Que dire sur Ultra Vomit… Ce groupe originaire de Nantes, qui fêtera bientôt ses vingt ans d'activité n'en fini pas de répandre son ambiance cours de récré partout ou il passe. Et pourtant… C'est sacrément efficace. Car derrière les titres accrocheurs, tels que « Pipi vs. Caca », « Boulangerie Patisserie » ou encore « Takoyaki » se cachent quatre musiciens qui savent passer habilement du death technique au black classique, en passant par le grindcore et le hard rock le plus classique, avec toute la dextérité qu'on leur connait.

Inutile de préciser que la tente de la Dave Mustage est pleine à craquer. Suite à la sortie l'année dernière de son dernier opus, « Panzer Surprise » (Very Cords Records), le groupe ne cesse d'enchainer les dates (souvent sold out) et d'être très présent sur la scène francophone. Qu'à cela ne tienne, bien que la set list et les blagues soient toujours les mêmes, difficile de résister aux premières notes de « Mechanical Chiwawa », précédées du mythique « Nous sommes Ultra putain de Vomit ! Et nous sommes super sympas d'être là ce soir ! ».
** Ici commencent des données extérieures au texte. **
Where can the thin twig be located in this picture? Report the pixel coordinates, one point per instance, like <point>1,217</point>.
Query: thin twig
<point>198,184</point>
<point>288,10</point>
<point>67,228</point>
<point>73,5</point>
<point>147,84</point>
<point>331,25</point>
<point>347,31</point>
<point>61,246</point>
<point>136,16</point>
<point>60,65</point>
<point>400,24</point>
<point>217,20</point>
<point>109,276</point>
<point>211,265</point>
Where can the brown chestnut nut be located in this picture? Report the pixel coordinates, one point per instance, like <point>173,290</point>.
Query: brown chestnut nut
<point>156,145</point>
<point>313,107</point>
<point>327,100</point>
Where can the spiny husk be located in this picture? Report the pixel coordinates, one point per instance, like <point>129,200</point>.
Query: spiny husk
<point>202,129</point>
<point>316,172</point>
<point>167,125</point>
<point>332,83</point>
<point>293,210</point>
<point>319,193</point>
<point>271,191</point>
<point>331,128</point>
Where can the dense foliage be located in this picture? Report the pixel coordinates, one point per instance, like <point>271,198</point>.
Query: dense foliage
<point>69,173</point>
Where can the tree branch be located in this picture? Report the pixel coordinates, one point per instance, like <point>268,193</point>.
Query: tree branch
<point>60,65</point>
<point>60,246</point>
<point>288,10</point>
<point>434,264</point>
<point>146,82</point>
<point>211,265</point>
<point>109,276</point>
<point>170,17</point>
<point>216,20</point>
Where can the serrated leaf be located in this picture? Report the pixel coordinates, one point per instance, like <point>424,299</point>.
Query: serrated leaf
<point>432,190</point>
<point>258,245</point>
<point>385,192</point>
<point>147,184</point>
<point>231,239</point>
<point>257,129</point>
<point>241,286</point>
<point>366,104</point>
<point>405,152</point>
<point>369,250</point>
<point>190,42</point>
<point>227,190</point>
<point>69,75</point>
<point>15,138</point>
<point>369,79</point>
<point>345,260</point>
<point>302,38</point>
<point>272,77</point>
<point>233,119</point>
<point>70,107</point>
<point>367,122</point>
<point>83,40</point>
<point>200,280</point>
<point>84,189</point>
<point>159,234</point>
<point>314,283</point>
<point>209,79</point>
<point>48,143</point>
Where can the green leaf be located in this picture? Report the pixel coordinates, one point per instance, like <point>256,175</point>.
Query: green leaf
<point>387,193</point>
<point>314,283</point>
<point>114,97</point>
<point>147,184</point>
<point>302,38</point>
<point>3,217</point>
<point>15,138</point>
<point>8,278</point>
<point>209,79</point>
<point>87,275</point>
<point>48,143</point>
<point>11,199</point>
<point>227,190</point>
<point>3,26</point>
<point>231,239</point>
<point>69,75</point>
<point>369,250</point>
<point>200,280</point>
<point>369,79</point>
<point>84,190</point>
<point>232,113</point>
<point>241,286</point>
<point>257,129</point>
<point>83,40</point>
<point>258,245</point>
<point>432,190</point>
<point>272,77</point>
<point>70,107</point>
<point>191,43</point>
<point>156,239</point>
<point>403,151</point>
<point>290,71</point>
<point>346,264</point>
Le public est, bien entendu complètement acquis à la cause des nantais, qui enchainent leurs titres avec l'efficacité remarquable qu'on leur connait. Les anti crierons au scandale, à la sous musique ou encore à l'infantilisation du public, mais il faut admettre que Ultra Vomit réussi le pari de rassembler tout le petit monde du métal, venu de la France entière jusqu'à Saint Nolff. Et d'un point de vue musical, ça fonctionne, car derrière l'humour potache, Fetus, Manard, Flockos et Matthieu Bausson restent d'excellents musiciens, passionnés et généreux. C'est peut être là qu'est le génie du groupe d'ailleurs.

L'ambiance est bon enfant, dans un joyeux bordel ou l'on ne peut s'empêcher de chanter les paroles de « Calojira » et se prêter au jeu de la « Ch'nille » façon Dying Fetus. Un concert simple et efficace, mais sans (panzer) surprises non plus.